Según los datos publicados en algunos medios, en España el número de bodas civiles supera al de enlaces religiosos de una manera especialmente acentuada en algunas regiones. Esto puede tener una lectura positiva si implica que muchas parejas que no tienen fe, ya no eligen casarse por la Iglesia por sus padres o por otros motivos que tienen poco que ver con valorar el sacramento del matrimonio católico.

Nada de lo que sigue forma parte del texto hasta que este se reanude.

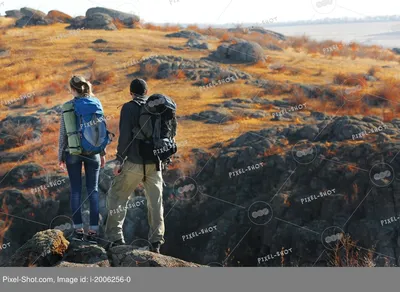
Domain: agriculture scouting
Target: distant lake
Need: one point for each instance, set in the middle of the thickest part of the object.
(386, 34)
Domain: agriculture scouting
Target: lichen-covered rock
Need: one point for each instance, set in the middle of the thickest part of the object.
(127, 256)
(44, 249)
(14, 14)
(58, 16)
(187, 34)
(126, 18)
(85, 253)
(99, 21)
(241, 52)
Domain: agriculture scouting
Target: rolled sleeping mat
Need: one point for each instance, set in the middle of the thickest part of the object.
(74, 141)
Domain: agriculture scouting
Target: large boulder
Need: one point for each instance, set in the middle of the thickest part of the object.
(196, 44)
(264, 31)
(32, 12)
(127, 256)
(77, 22)
(127, 18)
(44, 249)
(32, 17)
(100, 21)
(396, 51)
(14, 14)
(196, 70)
(187, 34)
(58, 16)
(241, 52)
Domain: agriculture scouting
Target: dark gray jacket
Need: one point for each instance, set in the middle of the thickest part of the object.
(128, 146)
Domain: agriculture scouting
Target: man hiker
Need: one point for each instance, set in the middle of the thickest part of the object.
(131, 169)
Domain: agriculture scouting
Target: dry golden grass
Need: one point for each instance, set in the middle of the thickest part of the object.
(44, 67)
(350, 255)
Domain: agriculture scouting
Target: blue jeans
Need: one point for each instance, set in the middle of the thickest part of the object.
(92, 172)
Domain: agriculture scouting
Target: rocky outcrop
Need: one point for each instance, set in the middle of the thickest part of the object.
(58, 16)
(126, 18)
(126, 256)
(99, 21)
(44, 249)
(14, 14)
(268, 32)
(187, 34)
(260, 30)
(32, 17)
(241, 52)
(104, 18)
(196, 44)
(50, 248)
(78, 22)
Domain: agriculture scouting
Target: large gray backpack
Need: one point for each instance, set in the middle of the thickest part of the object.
(156, 128)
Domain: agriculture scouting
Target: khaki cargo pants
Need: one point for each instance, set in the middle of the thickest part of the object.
(122, 187)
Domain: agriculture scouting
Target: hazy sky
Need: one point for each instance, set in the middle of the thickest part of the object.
(219, 11)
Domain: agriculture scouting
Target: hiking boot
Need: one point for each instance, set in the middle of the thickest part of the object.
(78, 235)
(155, 247)
(115, 243)
(92, 237)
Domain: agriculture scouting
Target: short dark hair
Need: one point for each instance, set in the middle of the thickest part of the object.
(138, 86)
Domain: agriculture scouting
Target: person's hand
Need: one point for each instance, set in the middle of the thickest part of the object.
(117, 168)
(62, 165)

Lo que no cuadra es que entorno al 80 % de la población se considere católica y ni la mitad opte por el matrimonio católico. Tampoco es lógico que «solo» el 36 % de los contribuyentes marquen la casilla de la Iglesia. No hay que ser sociólogo para entender que mucha gente acepta a Cristo, pero no a la Iglesia. Cuando esto sucede, en muchas ocasiones el católico no practicante tiende a crearse su propia escala de valores, no a partir de la comprensión del Evangelio, sino conforme a las ideas más extendidas. Además, se olvida que la Iglesia no la inventaron los curas -más de uno lo pensará así-, sino que fue instaurada por Cristo para llevar su Palabra a través de los tiempos. Él comprobó, en primera persona, que no iba a estar formada por personas perfectas cuando Pedro, el primer papa, le negó tres veces antes de abandonarle. Aun así, prometió protegerla hasta el fin de los tiempos.
No me parece que sea pretexto suficiente que alguien no viva su fe con compromiso por el cura «tal» o el obispo «no sé quién». Si uno no profundiza en su fe es por comodidad, porque hoy en día hay infinidad de medios de evangelización, de grupos y de caminos para seguir a Cristo. Nos pasa como a los peregrinos de Emaús que con su “nosotros esperábamos”, sus pegas, no se habían percatado de que Cristo caminaba junto a ellos.
Tan apegado como estoy al carisma franciscano, entiendo que la Iglesia no se arregla con excusas, sino que se debe cambiar a partir de cada uno de nosotros, desde nuestro interior, porque cada uno somos parte de la Iglesia y con nuestro ejemplo podemos consolidar sus grietas. Cristo está cada día a nuestro lado y es una pena que muchas veces no le reconozcamos.